Ordina l'agnello sotto la peka all'arrivo

Cammina fino alla chiesa sul promontorio a nord del porto

Guarda la chiesa parrocchiale del Seicento sul molo

Vai col tender a Bobovišća per un bagno al tramonto

Consiglio per l'ormeggio

Ormeggia di poppa al molo interno del paese sulla tua ancora per una tariffa modesta, acqua e corrente a metà del tratto. La baia esterna è ancoraggio libero con un cavo agli scogli; il molo resta comodo quando il Maestrale rinforza, e Bobovišća tre miglia a nord è il rifugio per il cattivo tempo.

Split
7
Giorno 7

MilnaSplit

La tirata di ritorno è di quindici miglia a est-nord-est attraverso il Canale di Split aperto. Gran parte dei charter si chiude un sabato mattina, e la base tiene una finestra stretta: all'ormeggio per le nove, e prima della verifica delle otto-nove vuoi il carburante fatto, le casse nere svuotate, le coperte lavate a getto e l'inventario spuntato sulla lista, con qualcuno lasciato a bordo per la riconsegna. A seconda del tuo contratto punterai verso ACI Marina Split, Marina Kaštela o ACI Trogir; l'avvicinamento a ciascuna è chiaro con qualsiasi luce. Il Palazzo è a cinque minuti a piedi dai posti ACI; l'aeroporto a venticinque in auto. Se il tempo lo consente, chiudi la settimana come si deve. Concediti un'ora giù nelle cantine del Palazzo e su sul Peristilio, oppure tieni un tavolo sulla Riva e guarda i traghetti andare e venire.
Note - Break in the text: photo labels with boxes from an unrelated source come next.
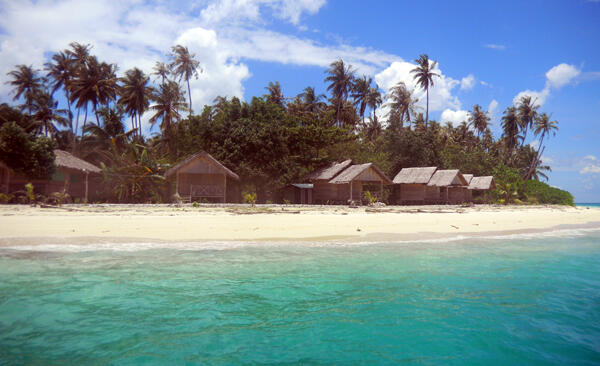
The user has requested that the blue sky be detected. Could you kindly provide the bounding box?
[0,0,600,202]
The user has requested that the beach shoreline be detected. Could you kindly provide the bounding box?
[0,204,600,247]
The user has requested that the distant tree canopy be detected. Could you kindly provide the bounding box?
[0,42,557,202]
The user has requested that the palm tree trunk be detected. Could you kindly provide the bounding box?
[187,79,192,116]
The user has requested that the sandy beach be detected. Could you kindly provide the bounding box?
[0,205,600,245]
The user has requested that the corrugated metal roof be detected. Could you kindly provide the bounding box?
[394,166,437,184]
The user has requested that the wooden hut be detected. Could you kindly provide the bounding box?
[463,174,473,202]
[283,183,314,205]
[0,149,102,202]
[329,163,392,202]
[427,169,467,204]
[165,151,240,203]
[469,176,496,202]
[393,167,439,205]
[305,159,352,204]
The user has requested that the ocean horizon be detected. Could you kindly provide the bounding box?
[0,229,600,365]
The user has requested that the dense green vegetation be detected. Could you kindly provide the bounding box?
[0,43,572,204]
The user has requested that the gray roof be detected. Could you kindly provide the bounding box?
[394,166,437,184]
[306,159,352,180]
[427,169,468,187]
[54,149,102,173]
[469,176,496,191]
[329,163,392,184]
[165,151,240,180]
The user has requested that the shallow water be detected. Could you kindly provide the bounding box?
[0,230,600,365]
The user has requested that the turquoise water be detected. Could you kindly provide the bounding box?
[0,230,600,365]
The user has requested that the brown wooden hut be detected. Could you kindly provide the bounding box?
[0,149,102,202]
[305,159,352,204]
[283,183,314,205]
[469,176,496,202]
[427,169,467,204]
[463,174,473,202]
[165,151,240,203]
[393,167,440,205]
[329,163,392,202]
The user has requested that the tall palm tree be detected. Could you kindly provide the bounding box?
[350,75,373,124]
[6,65,43,114]
[152,61,171,84]
[265,81,285,108]
[469,104,491,137]
[150,80,188,138]
[169,45,202,114]
[45,51,75,133]
[502,107,519,157]
[32,91,68,136]
[325,59,354,122]
[385,81,418,127]
[517,95,540,144]
[524,113,558,180]
[367,84,383,120]
[299,86,325,114]
[119,67,153,135]
[410,54,440,128]
[72,56,117,132]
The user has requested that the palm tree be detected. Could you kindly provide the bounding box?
[119,67,153,135]
[524,113,558,180]
[469,104,491,137]
[32,92,68,136]
[72,56,117,132]
[325,59,354,122]
[45,51,74,133]
[517,95,540,144]
[350,75,373,124]
[152,61,171,84]
[385,81,418,127]
[299,86,325,113]
[410,54,440,129]
[169,45,202,114]
[502,107,519,160]
[367,84,383,120]
[265,81,285,108]
[6,65,42,114]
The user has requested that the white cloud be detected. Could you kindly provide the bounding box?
[460,74,475,90]
[483,43,506,51]
[440,109,469,126]
[546,63,581,89]
[579,164,600,174]
[375,61,461,112]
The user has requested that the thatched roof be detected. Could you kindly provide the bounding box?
[329,163,392,184]
[165,151,240,180]
[394,166,437,184]
[427,169,467,187]
[54,149,102,173]
[469,176,496,191]
[306,159,352,180]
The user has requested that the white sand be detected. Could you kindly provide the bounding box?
[0,205,600,244]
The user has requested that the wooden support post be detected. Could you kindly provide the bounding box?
[84,170,90,203]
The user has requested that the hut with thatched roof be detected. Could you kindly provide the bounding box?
[427,169,467,204]
[329,163,392,202]
[165,151,240,203]
[469,176,496,203]
[0,149,102,202]
[393,167,439,205]
[305,159,352,204]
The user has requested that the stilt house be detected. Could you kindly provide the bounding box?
[393,167,440,205]
[165,151,240,203]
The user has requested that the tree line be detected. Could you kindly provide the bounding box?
[0,42,558,202]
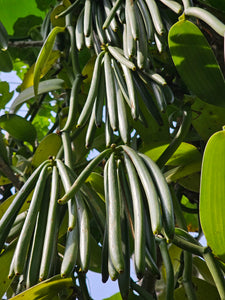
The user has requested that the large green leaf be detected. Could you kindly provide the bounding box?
[144,143,201,166]
[0,50,13,72]
[10,79,65,111]
[200,130,225,261]
[34,27,65,95]
[0,241,16,299]
[0,0,45,35]
[86,172,105,199]
[174,277,220,300]
[191,97,225,141]
[0,114,37,144]
[11,275,74,300]
[193,256,215,285]
[199,0,225,11]
[32,133,62,167]
[168,20,225,107]
[0,81,13,109]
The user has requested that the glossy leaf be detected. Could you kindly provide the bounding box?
[0,0,45,35]
[32,133,62,168]
[89,235,101,273]
[199,0,225,11]
[174,277,221,300]
[34,27,65,95]
[86,172,105,199]
[0,192,33,218]
[0,50,13,72]
[10,79,65,111]
[0,81,14,109]
[11,275,74,300]
[178,172,200,193]
[103,293,122,300]
[145,143,201,166]
[168,20,225,107]
[0,241,16,299]
[21,50,61,91]
[200,130,225,261]
[193,256,214,285]
[0,114,37,144]
[191,97,225,141]
[0,22,9,50]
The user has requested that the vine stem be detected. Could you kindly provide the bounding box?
[203,249,225,300]
[156,107,192,169]
[171,189,197,300]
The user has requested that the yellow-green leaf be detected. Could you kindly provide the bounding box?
[20,50,61,91]
[0,241,16,299]
[34,26,65,95]
[32,133,62,167]
[200,130,225,261]
[10,78,65,112]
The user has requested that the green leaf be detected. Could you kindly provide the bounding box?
[178,172,200,193]
[144,143,201,166]
[36,0,56,11]
[103,293,122,300]
[0,22,9,50]
[168,20,225,107]
[34,27,65,95]
[164,160,202,183]
[0,81,14,109]
[200,130,225,261]
[11,275,74,300]
[0,192,33,218]
[199,0,225,11]
[191,97,225,141]
[10,79,65,111]
[13,14,42,37]
[89,235,102,273]
[0,114,37,144]
[0,241,16,299]
[193,256,214,285]
[0,50,13,72]
[181,196,199,232]
[32,133,62,167]
[86,172,105,199]
[0,0,45,35]
[174,277,220,300]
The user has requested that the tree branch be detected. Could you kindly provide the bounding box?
[9,41,44,48]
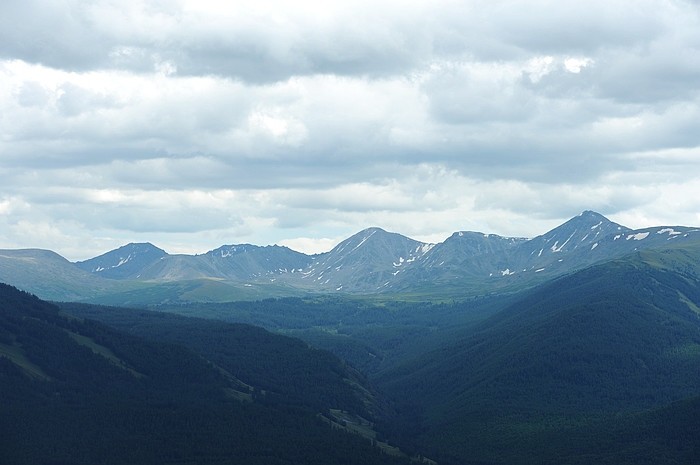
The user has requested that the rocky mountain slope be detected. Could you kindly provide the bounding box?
[0,211,700,300]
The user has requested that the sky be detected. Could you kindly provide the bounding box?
[0,0,700,261]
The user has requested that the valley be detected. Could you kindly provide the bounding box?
[0,212,700,465]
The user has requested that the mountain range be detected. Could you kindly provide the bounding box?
[0,212,700,465]
[0,211,700,304]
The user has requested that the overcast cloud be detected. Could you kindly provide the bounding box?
[0,0,700,260]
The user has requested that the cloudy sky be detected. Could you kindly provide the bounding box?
[0,0,700,260]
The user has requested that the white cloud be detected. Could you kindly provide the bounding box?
[0,0,700,258]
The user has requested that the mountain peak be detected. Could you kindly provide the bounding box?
[76,242,168,279]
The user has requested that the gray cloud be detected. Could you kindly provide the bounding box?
[0,0,700,258]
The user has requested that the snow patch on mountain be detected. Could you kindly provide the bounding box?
[627,231,649,241]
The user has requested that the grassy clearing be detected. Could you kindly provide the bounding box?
[66,330,144,378]
[0,338,51,381]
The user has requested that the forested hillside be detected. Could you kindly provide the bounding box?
[0,285,412,465]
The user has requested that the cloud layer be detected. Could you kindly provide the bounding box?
[0,0,700,259]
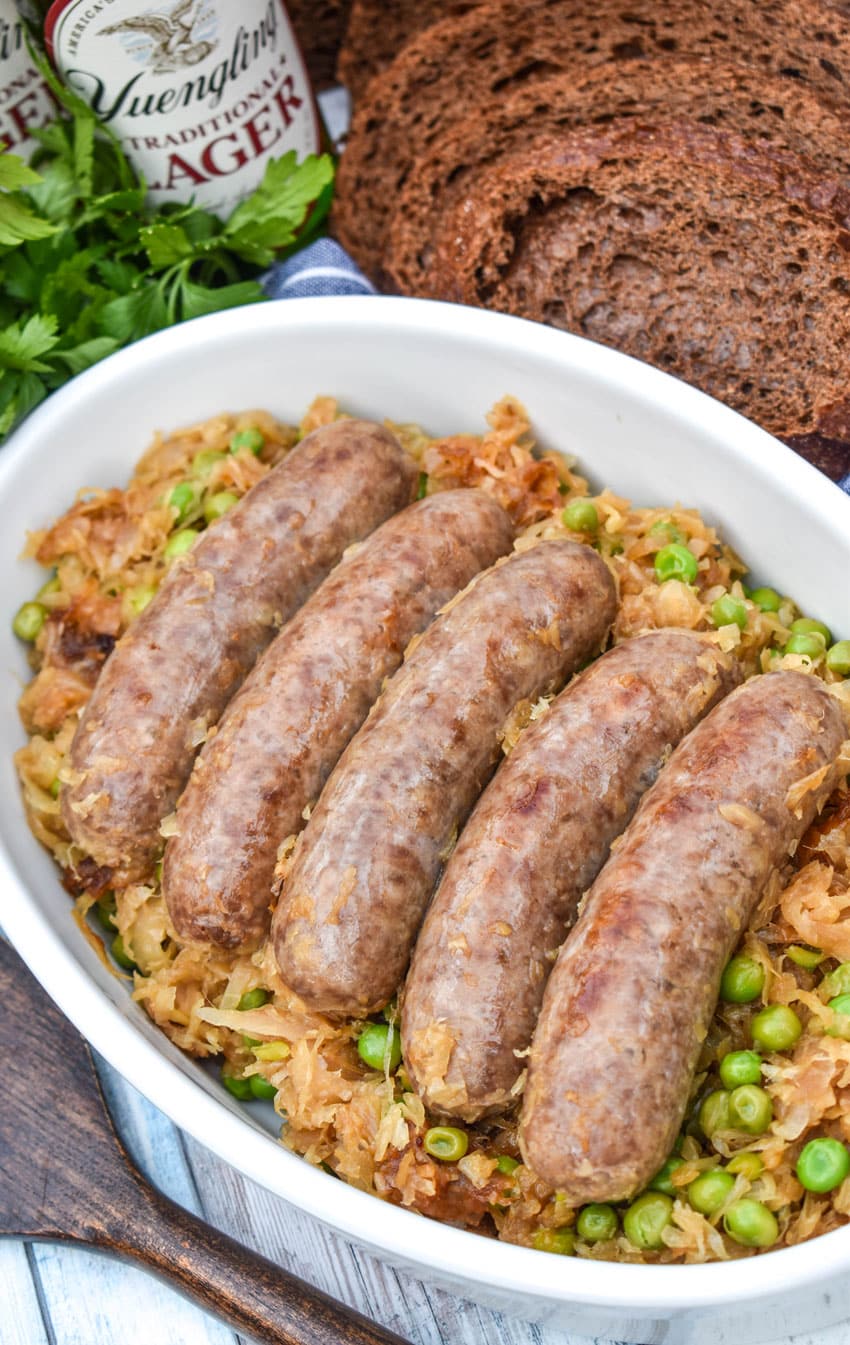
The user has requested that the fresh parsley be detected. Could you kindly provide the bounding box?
[0,77,334,441]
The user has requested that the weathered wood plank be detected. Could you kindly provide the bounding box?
[0,1239,50,1345]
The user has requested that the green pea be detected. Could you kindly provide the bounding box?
[168,482,200,523]
[749,588,783,612]
[192,448,227,479]
[531,1228,576,1256]
[358,1022,401,1073]
[94,892,117,936]
[720,952,764,1005]
[245,1037,292,1060]
[496,1154,519,1177]
[163,527,200,561]
[647,1154,685,1196]
[720,1050,761,1088]
[729,1084,773,1135]
[796,1138,850,1192]
[724,1196,779,1247]
[230,425,265,457]
[422,1126,469,1163]
[623,1190,672,1251]
[749,1005,803,1050]
[561,500,598,533]
[110,933,136,971]
[711,593,746,631]
[650,518,687,545]
[203,491,239,523]
[819,962,850,997]
[222,1065,254,1102]
[655,542,699,584]
[12,603,47,643]
[576,1205,619,1243]
[247,1075,277,1102]
[125,584,156,616]
[826,640,850,677]
[789,616,833,644]
[785,943,823,971]
[687,1167,734,1215]
[783,631,826,659]
[699,1088,732,1139]
[827,994,850,1038]
[726,1151,764,1181]
[237,986,272,1010]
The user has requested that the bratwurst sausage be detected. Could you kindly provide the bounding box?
[520,673,846,1205]
[163,490,512,948]
[62,420,418,882]
[273,541,616,1015]
[401,631,741,1120]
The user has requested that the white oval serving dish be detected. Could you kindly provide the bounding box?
[0,297,850,1345]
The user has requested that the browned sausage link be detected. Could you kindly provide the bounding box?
[274,541,616,1014]
[520,673,845,1204]
[62,420,417,881]
[402,631,740,1120]
[163,490,512,947]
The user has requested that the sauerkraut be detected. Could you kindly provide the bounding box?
[16,397,850,1262]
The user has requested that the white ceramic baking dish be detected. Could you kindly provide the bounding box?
[0,297,850,1345]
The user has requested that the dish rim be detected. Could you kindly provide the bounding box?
[0,296,850,1314]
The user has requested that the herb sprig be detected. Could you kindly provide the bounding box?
[0,73,334,441]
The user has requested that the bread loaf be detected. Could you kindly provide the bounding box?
[334,0,850,278]
[383,58,850,296]
[432,121,850,475]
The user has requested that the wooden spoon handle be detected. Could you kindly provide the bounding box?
[103,1173,408,1345]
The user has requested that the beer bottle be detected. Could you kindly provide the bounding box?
[0,0,56,159]
[15,0,321,215]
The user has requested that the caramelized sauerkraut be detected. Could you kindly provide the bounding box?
[16,397,850,1262]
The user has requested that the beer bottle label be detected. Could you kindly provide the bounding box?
[0,0,56,159]
[44,0,320,214]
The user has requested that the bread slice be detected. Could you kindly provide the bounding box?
[383,58,850,295]
[334,0,850,278]
[336,0,480,98]
[432,121,850,475]
[286,0,351,90]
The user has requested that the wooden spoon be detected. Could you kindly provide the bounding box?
[0,939,406,1345]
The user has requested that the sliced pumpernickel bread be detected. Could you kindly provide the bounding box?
[334,0,850,277]
[338,0,479,98]
[432,121,850,475]
[383,58,850,296]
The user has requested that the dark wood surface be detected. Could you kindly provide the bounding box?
[0,940,403,1345]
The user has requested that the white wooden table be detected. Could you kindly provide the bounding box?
[0,1064,850,1345]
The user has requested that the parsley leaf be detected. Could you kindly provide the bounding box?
[0,81,334,441]
[0,313,58,374]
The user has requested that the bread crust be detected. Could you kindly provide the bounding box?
[432,120,850,471]
[332,0,850,282]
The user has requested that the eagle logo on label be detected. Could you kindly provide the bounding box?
[98,0,218,75]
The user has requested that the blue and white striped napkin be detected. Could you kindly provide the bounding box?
[262,238,850,495]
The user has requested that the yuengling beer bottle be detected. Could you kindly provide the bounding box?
[17,0,321,214]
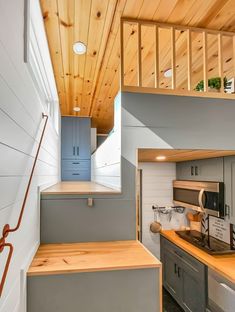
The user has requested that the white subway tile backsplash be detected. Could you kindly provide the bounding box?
[139,163,187,258]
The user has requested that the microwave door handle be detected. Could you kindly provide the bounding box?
[198,189,205,212]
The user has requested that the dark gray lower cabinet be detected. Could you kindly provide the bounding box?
[161,236,207,312]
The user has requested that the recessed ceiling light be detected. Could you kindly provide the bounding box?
[73,106,81,112]
[156,155,166,160]
[73,41,86,54]
[164,68,172,78]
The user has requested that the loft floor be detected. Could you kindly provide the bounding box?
[42,181,120,195]
[28,240,161,276]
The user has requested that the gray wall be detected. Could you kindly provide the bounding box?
[27,268,160,312]
[41,92,235,242]
[121,92,235,241]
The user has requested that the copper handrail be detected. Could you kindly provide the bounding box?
[0,113,48,297]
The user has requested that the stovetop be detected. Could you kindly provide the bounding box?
[175,231,235,255]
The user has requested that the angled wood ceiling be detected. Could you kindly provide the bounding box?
[40,0,235,133]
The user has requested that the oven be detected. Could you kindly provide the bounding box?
[173,180,224,217]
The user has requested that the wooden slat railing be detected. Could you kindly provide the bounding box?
[0,114,48,297]
[120,17,235,98]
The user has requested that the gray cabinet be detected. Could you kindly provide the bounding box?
[161,236,207,312]
[176,157,223,182]
[224,156,235,224]
[61,117,91,181]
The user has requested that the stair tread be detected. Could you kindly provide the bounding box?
[42,181,120,195]
[28,240,161,276]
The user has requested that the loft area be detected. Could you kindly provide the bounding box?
[121,18,235,98]
[40,0,235,133]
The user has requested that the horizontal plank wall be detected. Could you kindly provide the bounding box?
[121,92,235,249]
[0,0,60,312]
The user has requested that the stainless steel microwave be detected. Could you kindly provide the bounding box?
[173,180,224,217]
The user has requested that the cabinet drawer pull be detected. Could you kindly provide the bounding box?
[178,267,180,278]
[225,204,230,217]
[175,263,177,274]
[220,283,235,295]
[191,166,194,175]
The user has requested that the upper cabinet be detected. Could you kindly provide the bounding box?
[61,117,91,181]
[61,117,91,160]
[224,156,235,224]
[176,157,223,182]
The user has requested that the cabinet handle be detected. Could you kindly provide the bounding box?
[178,267,180,278]
[220,283,235,295]
[191,166,194,175]
[225,205,230,217]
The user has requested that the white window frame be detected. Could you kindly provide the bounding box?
[24,0,60,133]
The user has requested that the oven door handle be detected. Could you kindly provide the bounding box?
[198,189,205,212]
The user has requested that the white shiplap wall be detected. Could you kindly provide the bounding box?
[138,163,187,259]
[0,0,60,312]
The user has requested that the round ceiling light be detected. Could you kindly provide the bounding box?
[73,41,86,54]
[164,68,172,78]
[156,155,166,160]
[73,106,81,112]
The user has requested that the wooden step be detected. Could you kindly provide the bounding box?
[28,240,161,276]
[42,181,120,195]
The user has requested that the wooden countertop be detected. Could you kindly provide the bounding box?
[161,230,235,283]
[42,181,120,195]
[28,241,161,276]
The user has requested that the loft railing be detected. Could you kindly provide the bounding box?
[0,114,48,297]
[120,18,235,98]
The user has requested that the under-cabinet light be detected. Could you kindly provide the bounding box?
[156,155,166,160]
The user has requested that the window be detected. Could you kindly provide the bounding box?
[25,0,59,133]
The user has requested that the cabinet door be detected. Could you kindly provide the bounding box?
[195,157,223,182]
[76,118,91,159]
[161,244,180,302]
[224,156,235,224]
[176,161,196,180]
[179,263,207,312]
[176,157,223,182]
[61,117,76,159]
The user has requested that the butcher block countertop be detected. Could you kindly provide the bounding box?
[42,181,121,195]
[28,240,161,276]
[161,230,235,283]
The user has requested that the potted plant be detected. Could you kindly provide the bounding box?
[195,77,231,92]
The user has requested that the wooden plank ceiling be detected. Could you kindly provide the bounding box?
[138,148,235,162]
[40,0,235,133]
Sette giorni, tre delle isole più belle della Dalmazia, e nemmeno una traversata in tutta la settimana che sia sembrata una faticaccia.

Cosa fare

Svuota le casse e fai il pieno di carburante prima dell'ispezione

Percorri il Palazzo di Diocleziano un'ultima volta

Sali il campanile di San Doimo per il panorama

Fai un ultimo bagno alla spiaggia di Bačvice

Attardati a pranzo sulla Riva di Split

Consiglio per l'ormeggio

Torna alla base indicata dal tuo contratto, ACI Marina Split, Marina Kaštela o ACI Trogir, e ormeggia come indica il responsabile della base. La finestra d'ispezione di sabato è dalle otto alle nove; se le tue pratiche chiedono un rientro la sera prima, cerca di essere in porto entro le cinque circa di venerdì.